Tom Slater Tom Slater

Campus free speech is a thing of the past

Not that long ago, the sorts of views that were verboten on a university campus were genuinely out-there and nasty: fascism, racism, radical Islam, that sort of thing. It was generally accepted that university was the place to air and interrogate even the most eccentric ideas. Many people still had their limits, but those limits were sufficiently broad that they weren’t tested all that often. And when they were, real scumbags, with genuinely obnoxious opinions, were usually involved.

The big campus controversy of 2002 was whether British National Party leader Nick Griffin and Islamic fundamentalist Abu Hamza should be allowed to appear in a debate at the Cambridge Union. That’s almost unimaginable today. The bar for what is acceptable has fallen so low of late that the big campus story of recent weeks was a decision by officials at Sheffield university to ban students from wearing sombreros this Halloween on the grounds that white people wearing them might be offensive to Mexicans.

Such an uptight climate is having a truly chilling effect on some students’ experiences, as a new report from Policy Exchange shows. Many of them even struggle to express in class what is a majority opinion in the country at large – that it is a good and desirable thing for Britain to leave the European Union. Only four in ten Leave-supporting students feel comfortable expressing their views in class, compared with nine in ten Remainers, the report revealed.

Roughly speaking, according to the findings, students’ views on free speech divide into thirds: those who value free speech over ‘emotional safety’, those who value the precise opposite and those who are persuadable either way. It’s a welcome reminder that not all students are ‘snowflakes’ and that many more of them can be won over: the report found that undecided students often respond positively to pro-free-speech arguments when presented with them.

But there is still a strong plurality in favour of banning certain speakers. Forty-one per cent agreed with Cambridge’s decision earlier this year to rescind the offer of a visiting fellowship from Canadian professor and author Jordan Peterson, who sparked controversy a few years back when he refused to use transgender pronouns. Just 31 per cent disagreed. Students also split 44 to 35 in favour of Cardiff students’ attempts in 2015 to no platform Germaine Greer. Her appearance sparked uproar because she does not believe trans women are women.

Here, again, we find ourselves in a curious position: what is considered a mainstream, even common-sense position among the general population — that there are men and women — is being treated on campus as some kind of dangerous heresy.

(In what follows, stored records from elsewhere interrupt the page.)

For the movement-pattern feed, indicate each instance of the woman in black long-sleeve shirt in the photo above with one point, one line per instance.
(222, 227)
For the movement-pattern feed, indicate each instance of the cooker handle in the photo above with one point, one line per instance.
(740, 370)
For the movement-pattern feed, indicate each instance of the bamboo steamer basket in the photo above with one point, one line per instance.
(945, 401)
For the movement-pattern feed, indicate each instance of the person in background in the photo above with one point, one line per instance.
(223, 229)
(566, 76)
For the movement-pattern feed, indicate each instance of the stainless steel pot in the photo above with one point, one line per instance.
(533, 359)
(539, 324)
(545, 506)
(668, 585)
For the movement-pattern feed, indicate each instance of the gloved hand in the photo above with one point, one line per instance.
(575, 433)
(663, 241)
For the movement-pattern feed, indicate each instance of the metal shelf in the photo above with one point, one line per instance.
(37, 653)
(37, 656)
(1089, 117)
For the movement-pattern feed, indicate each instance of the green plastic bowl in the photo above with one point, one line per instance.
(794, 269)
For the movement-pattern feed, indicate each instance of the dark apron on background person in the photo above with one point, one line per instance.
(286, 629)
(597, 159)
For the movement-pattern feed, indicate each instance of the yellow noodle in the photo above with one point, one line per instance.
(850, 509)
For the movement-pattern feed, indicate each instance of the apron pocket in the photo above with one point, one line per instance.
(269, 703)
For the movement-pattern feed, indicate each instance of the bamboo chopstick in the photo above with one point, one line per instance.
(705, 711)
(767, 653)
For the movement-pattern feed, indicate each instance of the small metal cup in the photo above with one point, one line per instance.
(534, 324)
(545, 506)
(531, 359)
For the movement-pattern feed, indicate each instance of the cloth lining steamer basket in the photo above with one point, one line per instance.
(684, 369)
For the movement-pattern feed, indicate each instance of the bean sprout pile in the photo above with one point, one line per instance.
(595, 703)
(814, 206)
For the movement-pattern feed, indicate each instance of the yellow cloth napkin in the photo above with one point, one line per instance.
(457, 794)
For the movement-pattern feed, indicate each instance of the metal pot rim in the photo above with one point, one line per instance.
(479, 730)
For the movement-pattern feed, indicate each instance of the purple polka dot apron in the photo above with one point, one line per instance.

Many people will agree with Peterson and Greer on trans issues. Many people think you can’t be a ‘they’ (sorry, Sam Smith). And many struggle to believe, to quote Greer, that a woman is just ‘a man without a cock’. Whatever you think of these positions, these are not unusual things to say and yet they increasingly are on campus.

Universities are supposed to be places in which more eccentric ideas can be aired and explored. They are conceived of as spaces set aside from what John Stuart Mill called the ‘tyranny of opinion’, the received wisdom of mass society.

But there is a big difference between exploring an unusual opinion and effectively enforcing it. And there is a big difference between challenging a widely-held opinion and rendering it akin to hate speech. Too often campus culture seems to be doing the latter in both instances.

Traditionally, the point of free speech has been to protect the minority view. The mainstream, after all, can usually look after itself.

The test of our commitment to free speech has typically been how willing we are to allow eccentrics and free thinkers, as well as weirdos and bigots, to speak their minds as freely as anyone else. But increasingly we find ourselves in a world where mainstream positions are not just questioned but demonised. And the conformist culture on many of our campuses is clearly a big part of the problem.